Wallace Beery

  • Treasure Island (1934)

    Treasure Island (1934)

    (On Cable TV, February 2021) The original Robert Louis Stevenson novel is one of those classic tales of adventure that feels timeless, and such is the case with 1934’s version of Treasure Island, which manages to overcome the technical limitations of mid-1930s filmmaking to deliver a still-admirable period take on the piece. The story is familiar to the point of being irrelevant compared to the execution: here’s our orphan hero, here’s Long John Silver, here’s the nautical trip, here’s the island, here’s the treasure. It’s in execution that the film distinguishes itself and stays distinctive. Having Wallace Beery and Jackie Cooper in the two lead roles is historically significant considering the popularity of the pair at the time.

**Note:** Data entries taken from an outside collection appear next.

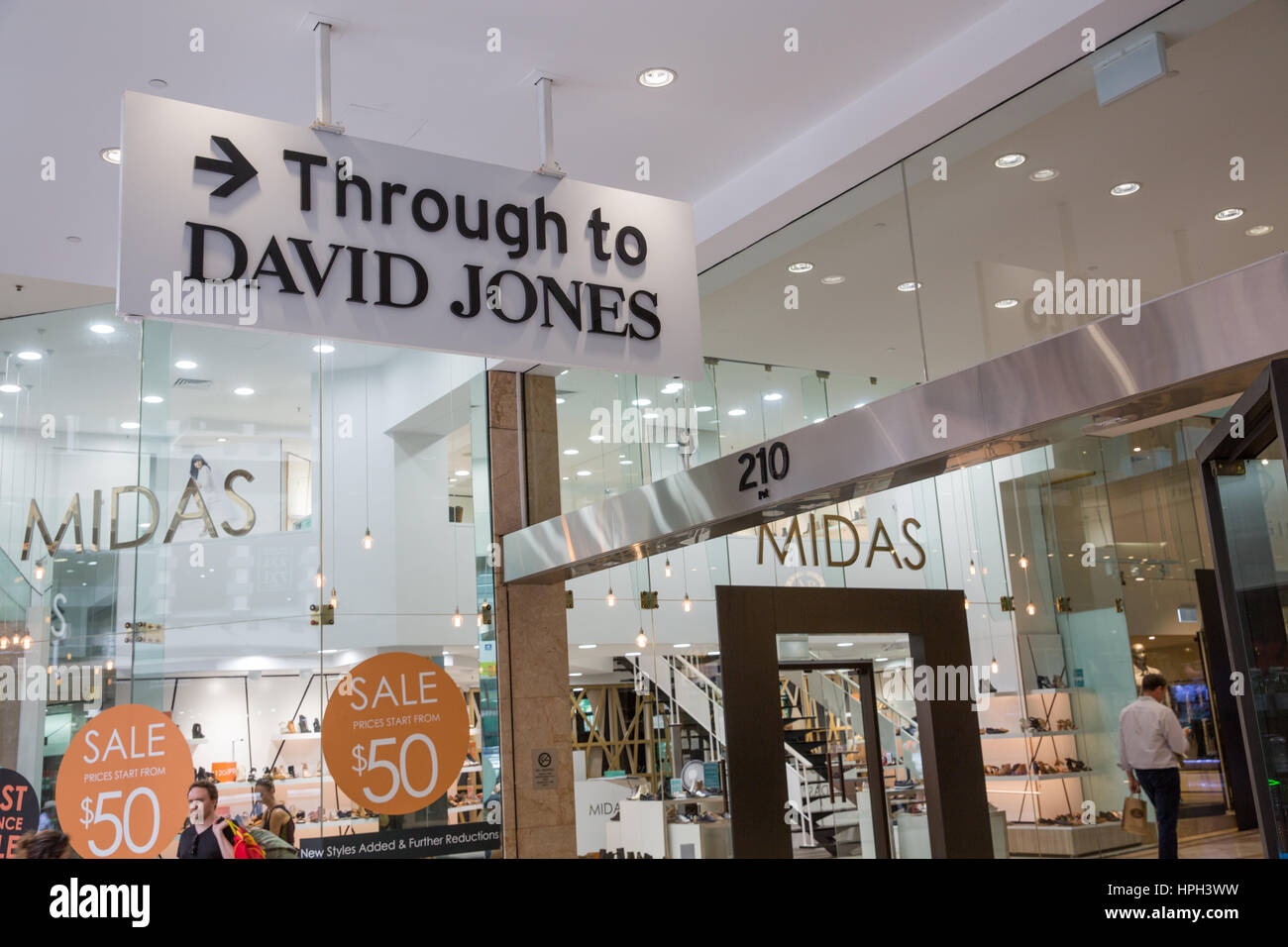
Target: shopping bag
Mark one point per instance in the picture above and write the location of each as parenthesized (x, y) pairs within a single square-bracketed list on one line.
[(1133, 814)]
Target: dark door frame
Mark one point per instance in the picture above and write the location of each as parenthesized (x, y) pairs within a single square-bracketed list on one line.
[(1262, 407), (750, 618)]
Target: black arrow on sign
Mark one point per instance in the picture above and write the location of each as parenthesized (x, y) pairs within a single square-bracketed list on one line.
[(239, 169)]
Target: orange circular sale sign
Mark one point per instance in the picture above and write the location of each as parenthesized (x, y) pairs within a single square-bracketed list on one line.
[(395, 733), (123, 787)]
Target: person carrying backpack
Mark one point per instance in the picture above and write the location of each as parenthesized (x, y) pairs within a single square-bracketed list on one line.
[(275, 818)]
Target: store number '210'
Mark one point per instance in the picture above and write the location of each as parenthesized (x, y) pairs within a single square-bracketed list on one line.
[(769, 464)]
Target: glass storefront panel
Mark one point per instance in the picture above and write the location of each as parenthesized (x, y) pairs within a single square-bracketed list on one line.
[(258, 514)]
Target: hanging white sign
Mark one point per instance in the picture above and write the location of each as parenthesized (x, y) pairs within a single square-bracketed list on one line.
[(235, 221)]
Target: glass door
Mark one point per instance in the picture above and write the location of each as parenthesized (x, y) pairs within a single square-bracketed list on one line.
[(833, 757)]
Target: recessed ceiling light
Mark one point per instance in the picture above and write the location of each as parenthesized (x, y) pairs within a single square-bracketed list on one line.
[(656, 77)]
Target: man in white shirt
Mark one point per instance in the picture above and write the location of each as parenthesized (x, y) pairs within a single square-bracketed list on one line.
[(1150, 740)]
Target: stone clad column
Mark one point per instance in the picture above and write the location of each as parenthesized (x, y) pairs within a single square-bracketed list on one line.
[(531, 625)]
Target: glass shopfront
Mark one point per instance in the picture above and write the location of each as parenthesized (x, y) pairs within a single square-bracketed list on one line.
[(233, 522)]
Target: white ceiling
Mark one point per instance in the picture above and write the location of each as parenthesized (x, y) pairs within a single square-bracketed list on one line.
[(742, 111)]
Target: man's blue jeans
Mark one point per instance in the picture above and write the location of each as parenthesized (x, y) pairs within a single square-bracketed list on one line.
[(1163, 788)]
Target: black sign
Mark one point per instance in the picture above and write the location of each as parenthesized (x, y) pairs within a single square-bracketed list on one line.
[(20, 810), (406, 843)]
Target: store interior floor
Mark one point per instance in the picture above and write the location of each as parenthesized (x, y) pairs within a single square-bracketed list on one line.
[(1232, 844)]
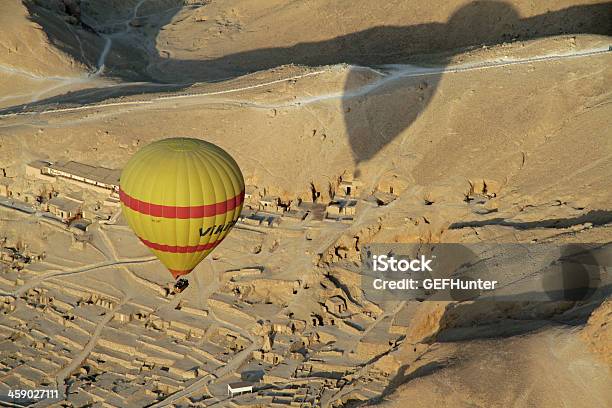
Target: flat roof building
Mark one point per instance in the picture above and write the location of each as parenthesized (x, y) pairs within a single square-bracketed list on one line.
[(64, 207), (239, 387), (98, 176)]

While there have been more imaginative or more technically polished takes on the story, this 1934 Treasure Island shows you what big-budget studio filmmaking could do with that premise at the time, and that’s interesting enough.

  • Viva Villa! (1934)

    Viva Villa! (1934)

    (On Cable TV, October 2019) Hollywood has always had a soft spot for grander-than-life outlaws, mostly because it could make portray them as protagonists even bigger than life and (in the name of entertainment) revel in whatever cool crimes they committed. 1930s Hollywood was just as susceptible, as shown by a number of outlaw movies of which Viva Villa! Is only one example. Here we have Hollywood avowedly magnifying the legend of the famous Mexican revolutionary Pancho Villa: a woman in every village, an army of thousands, and an American journalist creating his legend. It’s not exactly subtle, and the film’s treatment of the character is not without a dose of racism: clearly, this is an American perspective on a Mexican story (literally—what would Villa be without the American journalist documenting his actions?) rather than an attempt to show the story from his own perspective. Executed with significant production means, the film features hundreds of extras, a lot of location shooting and grandiose battle sequences, which (combined with the attempt to show a charming rogue, helped along by an exuberant performance by Wallace Beery) help keep the film interesting today … even though it would be completely unacceptable as a new movie today. You can see why Viva Villa! was nominated for a Best Picture Academy Award. Fans of Howard Hawks will appreciate knowing his uncredited contribution to the film, even though director Jack Conway completed the film.

  • The Big House (1930)

    The Big House (1930)

    (On Cable TV, May 2019) There’s something almost comforting in reaching ninety years in the past and finding a film not so different from what we’d see on-screen right now. So it is that The Big House is a quasi-prototypical prison movie, already dealing in well-worn tropes barely two years after the introduction of sound in cinema. The technical credentials are occasionally crude, but there’s no denying a certain cinematic ambition in the use of miniatures, camera movements and overall direction—the prison cafeteria scenes may or may not have influenced White Heat, but they’re handled with a grace that goes beyond flat static shots and into something definitely more daring. No wonder that this manly muscular action drama was nominated for an early Best Picture Academy Award. Story-wise, there isn’t much here, what with its “innocent” hero (who still killed someone while driving drunk—something almost unforgivable today) being a victim of hardened criminals and tough prison warden. The ending prison riot sequence is definitely ambitious, though, what with army tanks getting involved in putting it down. The acting is strictly early-thirties stuff (with Chester Morris and Wallace Beery doing what they knew best), still a bit influenced by the silent-movie methods. Still, for all of its familiar bluntness, there’s a certain charm to The Big House, and definitely a viewing pleasure. Further proof that well-executed tales can be timeless, even when they’re extremely familiar.